Will Amartya Sen be that Alexander? In repeatedly bringing back into the discussion Adam Smith's Theory of Moral Sentiments, Sen signals the need for justice theory to reconnect to realistic human psychology, not the phony formal rationalism that infects modern economics or the for-sake-of-argument altruism that anchors Rawls's project. (In A Theory of Justice, Rawls writes that in his well-ordered society, "Everyone is presumed to act justly.") By declaring his desire "to address questions of enhancing justice and removing injustice, rather than to offer resolutions of questions about the nature of perfect justice," Sen sinks a knife into the heart of the latter utopian program.

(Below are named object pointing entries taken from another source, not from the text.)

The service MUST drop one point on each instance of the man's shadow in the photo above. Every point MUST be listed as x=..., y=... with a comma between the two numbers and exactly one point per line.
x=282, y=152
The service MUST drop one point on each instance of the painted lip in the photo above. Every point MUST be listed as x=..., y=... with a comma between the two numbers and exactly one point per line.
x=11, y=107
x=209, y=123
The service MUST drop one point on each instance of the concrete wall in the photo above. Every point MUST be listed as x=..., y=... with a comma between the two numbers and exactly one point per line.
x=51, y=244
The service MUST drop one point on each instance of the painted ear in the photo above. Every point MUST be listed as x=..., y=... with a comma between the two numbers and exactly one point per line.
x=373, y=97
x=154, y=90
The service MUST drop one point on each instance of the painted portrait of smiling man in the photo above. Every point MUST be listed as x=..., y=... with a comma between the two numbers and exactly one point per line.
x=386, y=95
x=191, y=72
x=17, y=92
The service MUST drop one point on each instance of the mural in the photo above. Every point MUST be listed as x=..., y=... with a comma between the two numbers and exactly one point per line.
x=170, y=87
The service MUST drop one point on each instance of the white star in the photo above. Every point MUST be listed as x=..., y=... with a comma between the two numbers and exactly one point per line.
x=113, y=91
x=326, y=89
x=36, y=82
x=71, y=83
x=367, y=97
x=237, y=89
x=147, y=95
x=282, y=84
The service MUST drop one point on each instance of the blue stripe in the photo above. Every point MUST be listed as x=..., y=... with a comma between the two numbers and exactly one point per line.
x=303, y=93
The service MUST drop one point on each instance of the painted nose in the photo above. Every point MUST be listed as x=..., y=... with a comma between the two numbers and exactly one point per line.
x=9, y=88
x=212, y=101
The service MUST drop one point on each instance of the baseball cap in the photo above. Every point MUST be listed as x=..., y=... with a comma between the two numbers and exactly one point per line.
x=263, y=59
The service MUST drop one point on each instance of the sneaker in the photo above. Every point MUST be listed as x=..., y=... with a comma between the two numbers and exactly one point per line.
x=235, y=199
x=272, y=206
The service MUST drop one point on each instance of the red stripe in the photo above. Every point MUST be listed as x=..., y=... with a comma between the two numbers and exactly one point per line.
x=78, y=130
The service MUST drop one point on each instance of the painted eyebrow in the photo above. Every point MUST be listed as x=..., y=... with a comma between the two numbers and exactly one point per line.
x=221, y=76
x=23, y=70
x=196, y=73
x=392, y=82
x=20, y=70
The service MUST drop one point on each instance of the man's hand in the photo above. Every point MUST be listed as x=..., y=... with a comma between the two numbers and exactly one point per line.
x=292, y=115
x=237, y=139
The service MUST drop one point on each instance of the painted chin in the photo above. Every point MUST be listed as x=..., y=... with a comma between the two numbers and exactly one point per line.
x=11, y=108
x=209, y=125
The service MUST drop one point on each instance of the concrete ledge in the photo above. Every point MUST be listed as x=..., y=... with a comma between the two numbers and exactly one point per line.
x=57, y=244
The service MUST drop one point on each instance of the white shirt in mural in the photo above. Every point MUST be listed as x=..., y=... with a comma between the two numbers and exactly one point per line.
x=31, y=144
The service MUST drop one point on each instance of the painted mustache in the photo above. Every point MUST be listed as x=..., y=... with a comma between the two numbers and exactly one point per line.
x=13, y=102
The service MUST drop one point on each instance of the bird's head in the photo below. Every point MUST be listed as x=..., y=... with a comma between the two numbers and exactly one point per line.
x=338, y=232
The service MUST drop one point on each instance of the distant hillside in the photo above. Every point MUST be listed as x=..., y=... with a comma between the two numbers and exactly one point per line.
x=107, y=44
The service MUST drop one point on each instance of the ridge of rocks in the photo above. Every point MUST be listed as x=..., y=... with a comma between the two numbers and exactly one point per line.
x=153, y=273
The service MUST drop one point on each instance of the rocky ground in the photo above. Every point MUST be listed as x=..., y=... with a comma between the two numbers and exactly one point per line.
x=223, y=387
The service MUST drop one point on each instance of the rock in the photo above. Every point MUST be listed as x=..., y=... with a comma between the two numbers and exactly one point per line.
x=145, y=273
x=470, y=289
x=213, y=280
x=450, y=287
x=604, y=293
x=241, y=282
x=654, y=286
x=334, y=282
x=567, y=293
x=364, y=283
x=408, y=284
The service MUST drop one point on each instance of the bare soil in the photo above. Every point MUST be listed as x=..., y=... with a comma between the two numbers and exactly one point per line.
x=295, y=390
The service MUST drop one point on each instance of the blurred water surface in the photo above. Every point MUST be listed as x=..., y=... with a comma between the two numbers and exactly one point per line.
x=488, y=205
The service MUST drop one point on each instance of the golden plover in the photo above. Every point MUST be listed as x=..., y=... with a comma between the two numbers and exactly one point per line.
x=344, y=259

On the other hand, Sen's own understanding of his aim in The Idea of Justice hardly dismisses formal resources or careful reasoning. He cites an alternative tradition to social-contract theory, one he identifies as extending from Smith to Mill and beyond and characterizes as "comparative" in its measuring of the justice actually experienced by individuals. That countertradition issued, Sen explains, in the "analytical—and rather mathematical—discipline of social-choice theory" developed by Kenneth Arrow in the mid-20th century.
"Reasoning," writes Sen early on, "is a robust source of hope and confidence in a world darkened by murky deeds." In The Idea of Justice, Amartya Sen provides us with a stunning model despite his eternally ambiguous and imperfectible subject. As he so winningly adds, "The remedy for bad reasoning is better reasoning."
- Carlin Romano, ("Amartya Sen Shakes Up Justice Theory," The Chronicle Review, 9.14.09. Image: "Blind Justice", Playboy Magazine Illustration, 1980s).